Closed Bug 734229 Opened 12 years ago Closed 5 years ago

DOS a proxy server after failed authentication

Categories

(Core :: Networking, defect, P3)

10 Branch
x86_64
Linux
defect

Tracking

()

RESOLVED DUPLICATE of bug 486508

People

(Reporter: robert, Assigned: abartlet)

References

Details

(Keywords: csectype-dos, sec-low, Whiteboard: [sg:dos (server)][necko-triaged][ntlm])

Attachments

(2 files, 2 obsolete files)

User Agent: Mozilla/5.0 (X11; Linux x86_64; rv:10.0.1) Gecko/20100101 Firefox/10.0.1
Build ID: 20120209085555

Steps to reproduce:

Environment:

1) Client running Firefox 10 on Linux configured with that proxy and Kerberos auth enabled
2) Squid proxy server with Kerberos authentication and NTLM auth (in that priority order)
3) Squid rules to block some domains if the user is not part of a special group


Actual results:

1) User navigate to blocked_domain.com
2) Proxy check the domains require authentication in order to check the user. The proxy logs:

TCP_DENIED/407 GET http://www.blocked_domain.com/ - NONE/- text/html

3) As Kerberos is enabled, Firefox try again with the Kerberos authentication header
4) Proxy receive and validates the user. The user is not authorized. Logs:

TCP_DENIED/407 GET http://www.blocked_domain.com/ user@EXAMPLE.COM NONE/- text/html

5) Firefox receive the 407 status code, try the next advertised authentication protocol that is NTLM, request the user and password. The user writes the wrong user and password combination

6) Proxy receive the NTLM header. The user is not authorized. Logs:

TCP_DENIED/407 GET http://www.blocked_domain.com/ user@EXAMPLE.COM NONE/- text/html

7) At this points Firefox continue retrying with hundreds of requests per second, The proxy logs each time

TCP_DENIED/407 GET http://www.blocked_domain.com/ user@EXAMPLE.COM NONE/- text/html

As an special case, if the user uses the correct user and password for the NTLM authentication, everything works as expected, Firefox gets the 407 response for the NTLM authentication and does not try anymore


Expected results:

Firefox after receiving 407 for both Kerberos and NTLM authentication, it must stop trying

Tried the same setup with another Kerberos enabled browser, Chrome,  and it does not hang in an infinite loop, avoiding DOSing the proxy:

Authentication methods Squid configuration

auth_param negotiate program /usr/lib64/squid/squid_kerb_auth
...
auth_param ntlm program /usr/bin/ntlm_auth
...

Basic ACL setup for Squid

acl grp_vip proxy_auth superuser
acl domains_blocked dstdomain .blocked_domain.com
http_access deny domains_blocked !grp_vip

This is a very complex environment to reproduce, anything that I can do to help with this, please ask

Note: a security bug because multiple users can DOS a very small proxy server, not sure if this should be private
Component: Untriaged → Networking
Product: Firefox → Core
QA Contact: untriaged → networking
Whiteboard: [sg:dos (server)]
Keywords: csec-dos
Status: UNCONFIRMED → NEW
Ever confirmed: true
Keywords: sec-low
Group: network-core-security
Group: network-core-security
Andrew - do you think you could help us out with confirming/fixing this too?
Yes, I can help out with this one.  (I was involved with NTLM in squid back when it was new, so I understand the moving parts here).
> Yes, I can help out with this one.

Awesome!  Go for it.
Assignee: nobody → abartlet
Something isn't right here - is squid really giving the same error code for 'forbidden to access' and 'wrong username/password'? 

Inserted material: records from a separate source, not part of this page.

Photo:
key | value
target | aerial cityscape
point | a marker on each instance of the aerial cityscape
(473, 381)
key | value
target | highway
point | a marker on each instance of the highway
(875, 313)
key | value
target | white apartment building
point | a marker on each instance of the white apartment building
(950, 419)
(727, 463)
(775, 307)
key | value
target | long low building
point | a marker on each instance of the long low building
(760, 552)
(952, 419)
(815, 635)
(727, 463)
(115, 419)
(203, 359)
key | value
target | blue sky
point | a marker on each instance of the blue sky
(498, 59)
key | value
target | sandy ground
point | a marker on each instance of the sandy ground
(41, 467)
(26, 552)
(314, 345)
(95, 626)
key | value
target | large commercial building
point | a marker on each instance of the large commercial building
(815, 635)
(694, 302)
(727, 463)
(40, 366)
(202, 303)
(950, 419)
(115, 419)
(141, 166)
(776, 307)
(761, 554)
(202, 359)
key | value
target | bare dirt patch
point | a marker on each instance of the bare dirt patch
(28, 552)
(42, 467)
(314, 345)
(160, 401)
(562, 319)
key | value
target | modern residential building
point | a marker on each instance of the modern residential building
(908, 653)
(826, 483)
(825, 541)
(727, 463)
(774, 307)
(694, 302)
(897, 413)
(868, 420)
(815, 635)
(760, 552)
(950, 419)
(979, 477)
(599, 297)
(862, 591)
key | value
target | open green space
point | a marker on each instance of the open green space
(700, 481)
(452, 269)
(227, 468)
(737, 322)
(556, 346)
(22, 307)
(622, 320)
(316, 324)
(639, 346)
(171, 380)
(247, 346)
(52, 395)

Do you have a network trace?

In the meantime, I'm going to try and reproduce, to at least see if I can make Mozilla give up.
Flags: needinfo?(robert)
I've reproduced the issue, and it is worse than was imagined.

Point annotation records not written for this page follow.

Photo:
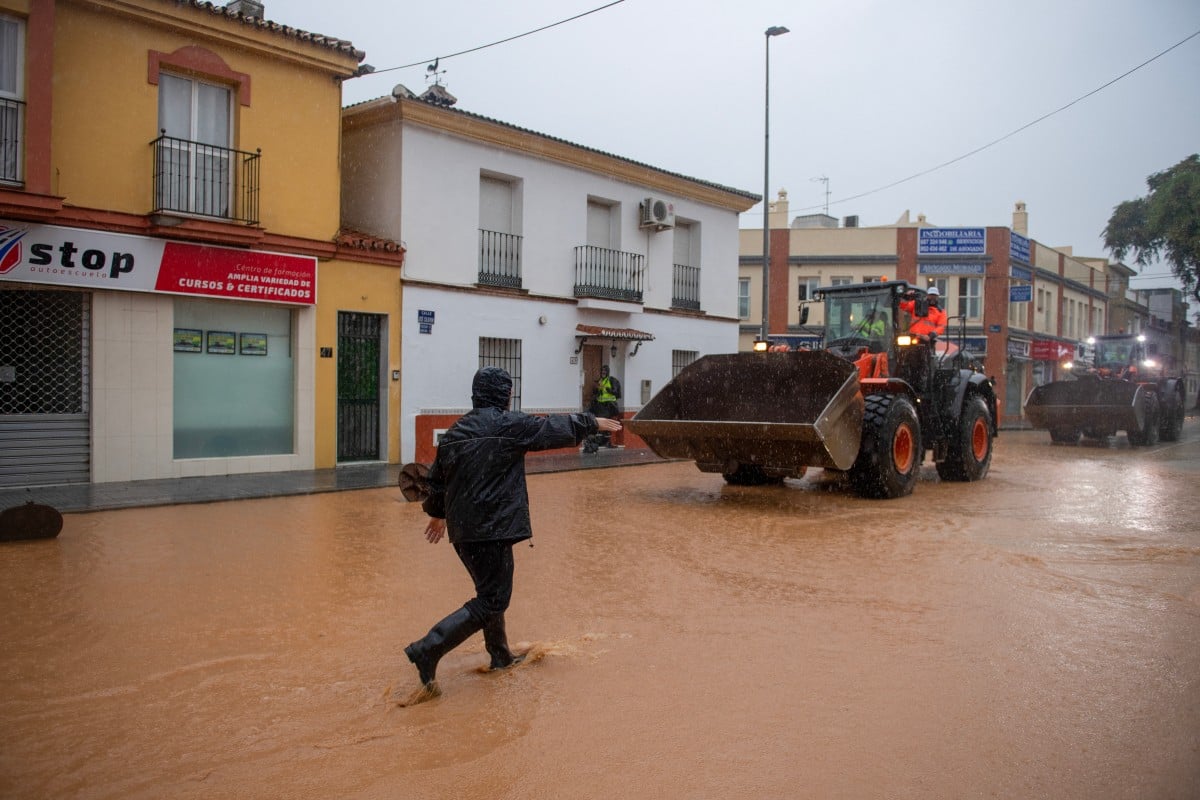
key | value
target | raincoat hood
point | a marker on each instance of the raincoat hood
(491, 388)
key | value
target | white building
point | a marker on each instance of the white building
(537, 254)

In my setup, I have configured NTLM and Kerberos, but kerberos isn't fully and correctly configured, as it tries to get a ticket for localhost, not the name specified. 

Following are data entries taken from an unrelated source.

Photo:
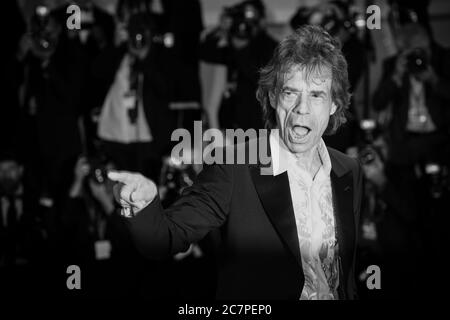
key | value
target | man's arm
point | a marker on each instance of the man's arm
(158, 233)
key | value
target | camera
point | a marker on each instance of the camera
(139, 29)
(245, 19)
(417, 61)
(367, 152)
(98, 172)
(175, 176)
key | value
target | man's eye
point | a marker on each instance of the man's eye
(289, 94)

Then I get an NTLM prompt, and I put in x and y as username/password.  This is denied, and the loop of NTLM authentication starts, hammering the server with NTLMSSP_NEGOTIATE requests.

In short, this could happen simply due to network issues getting to the KDC and without strange proxy configuration steps like banned sites.
Sorry for the multiple follow-ups.  The issue as I see it is that nothing is waiting on NTLM exchange to complete.  In my case it sends NTLM_NEGOTIATE packets on a CONNECT hundreds of times on the same socket, without even waiting for a response.  There should NEVER be more than one NTLM or Negoitate exchange on a socket, as there is no multiplex ID, so if we can identify that a socket has NTLM or Negotiate in progress, we should at least be able to error out if we try and do another on the same socket.
The attached network capture shows the problem nicely.  

I've configured squid 'incorrectly' with ntlm_auth, so the Negotiate auth fails due to the wrong keytab.  This nicely triggers the error state. 

In my case, I don't see any failed authentication via NTLM, just the stream of negotiate packets.  This capture is from nightly (git hash 2bfbd70e6249419651c174d0e0285a7b984ba37d) plus my changes in bug 423758.
Flags: needinfo?(robert)
This patch avoids the DOS in my configuration.  It still pops up a pointless NTLM login dialog, the output of which will never be used, but I hope this helps find the right way to fix this. 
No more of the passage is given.